I live in a mansion. It has a black-and-white tiled kitchen floor. When I moved in, some tiles had broken edges, leaving irregular divots. I filled them in with tinted glass—green, yellow, orange, blue, white. The colors pop against the black-and-white boundaries, yelling out light.

It isn’t mine, the mansion. I’m the resident faculty adviser for an off-campus house that my college owns. It was built in the 1880s; the college bought it in 1960. About twenty students live here on the second and third floors. My apartment is on one side of the first floor.

I’ve been upstairs only a few times. The first time was about a month after I moved in. That was after the separation. The prior adviser unexpectedly moved out, leaving the space in want of new occupation. Being broken left me in want of new occupation.

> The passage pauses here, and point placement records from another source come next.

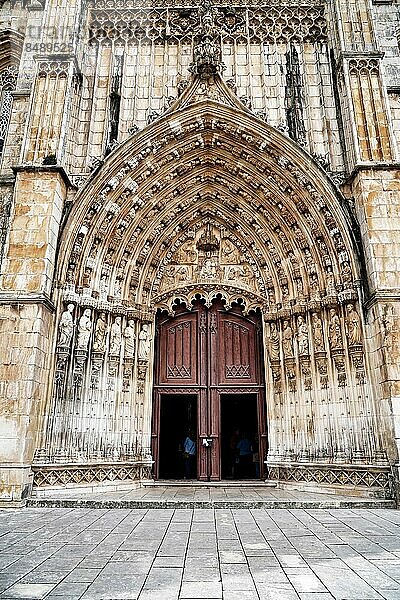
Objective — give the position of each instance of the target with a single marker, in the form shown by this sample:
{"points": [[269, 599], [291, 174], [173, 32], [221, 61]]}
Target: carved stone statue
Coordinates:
{"points": [[318, 333], [66, 327], [353, 326], [334, 330], [345, 272], [115, 337], [229, 252], [130, 339], [103, 287], [84, 330], [287, 338], [302, 336], [100, 331], [144, 343], [273, 342]]}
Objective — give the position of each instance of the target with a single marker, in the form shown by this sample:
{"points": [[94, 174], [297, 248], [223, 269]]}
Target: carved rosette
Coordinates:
{"points": [[305, 367], [141, 375], [357, 358], [277, 376]]}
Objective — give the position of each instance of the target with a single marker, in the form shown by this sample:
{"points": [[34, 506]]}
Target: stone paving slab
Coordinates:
{"points": [[193, 554], [203, 497]]}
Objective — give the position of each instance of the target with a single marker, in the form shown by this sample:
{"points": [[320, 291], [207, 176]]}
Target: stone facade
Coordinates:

The first time I went upstairs was during a storm, because the power was out. The students were playing cards by iPhone-light. They asked me to join them. I was up there a second time after everyone moved out in the summer, and a friend and I were mutually curious about what the place looked like. It looked really nice, with nooks, small alcoves, study spots, side rooms. It blows my mind that this Victorian Gothic masterpiece is essentially a dorm.

Back in my apartment, the kitchen floor staring at me was less majestic. It reflected back the fractures of a twenty-six-year marriage’s end. It was hard to think about; it’s hard to talk about. The cracks in the tiles didn’t help.

It’s somewhat obvious that the apartment was the servants’ quarters a hundred years ago. The butler’s pantry gives it away. It’s about ten by twelve feet, ringed by ten glass-doored cabinets, each with four shelves. I’m currently using three and a half of the forty shelves.

The kitchen is fifteen by fifteen feet, with a mid-century ceramic sink basin in one corner, a stove in another, and the fridge in a third. On the wall beside the fridge is an old doorbell in a glass case with two pointers, an artifact from the servants’ past: one points to front door, the other to auto entrance.

The tiles on the floor are distressed, worn and soft. They look like faux limestone, or vinyl marble. I’d date them to the 1950s, like the sink.

There were a few broken tile corners and edges, leaving some gaps and spaces.

I got it in mind to find stained glass, or pieces of glass, or broken colored tiles. I went to an art store in town and asked, “Do you have broken tiles or mosaic pieces or pieces of glass or I’m not sure what? Something colored and various?” A horn-rimmed-glasses clerk stared me down. “No, no, we wouldn’t have anything like that.” Then he walked back a few aisles to show me something he thought might be close, which was a container of 100 percent exactly what I had been looking for. Either I’m a terrible describer or he was a terrible listener or we maybe met in the middle.

I have a faint memory of seeing an article about mending cracks with misshapen mosaic tiles. Guerrilla street artists used potholes and damaged sidewalks as open canvases to be filled in. They replaced something empty and faded with something living and recovered. I came home and dumped out the small box of broken colored pieces of glass onto the floor, sat down on my knees, and arranged them in the empty spaces. I glued each underside with a silicone epoxy I got at Ace Hardware.

The first space I worked on was the entry to the kitchen. It is a random assortment of different colors. For the next, on the other side, I tried to make it look like a landscape, like a cloud hovering over green reeds and blue water. Except I spaced out, and the clouds (white glass) are in the middle. Which looks just as good.

I needed repair. It’s been exhausting, with so much broken. The colors contrast haphazardly with the black and white. Small healing shocks of color stand out against dull chromatic squares. Recovery is a kind of improvement; repair is a kind of solace.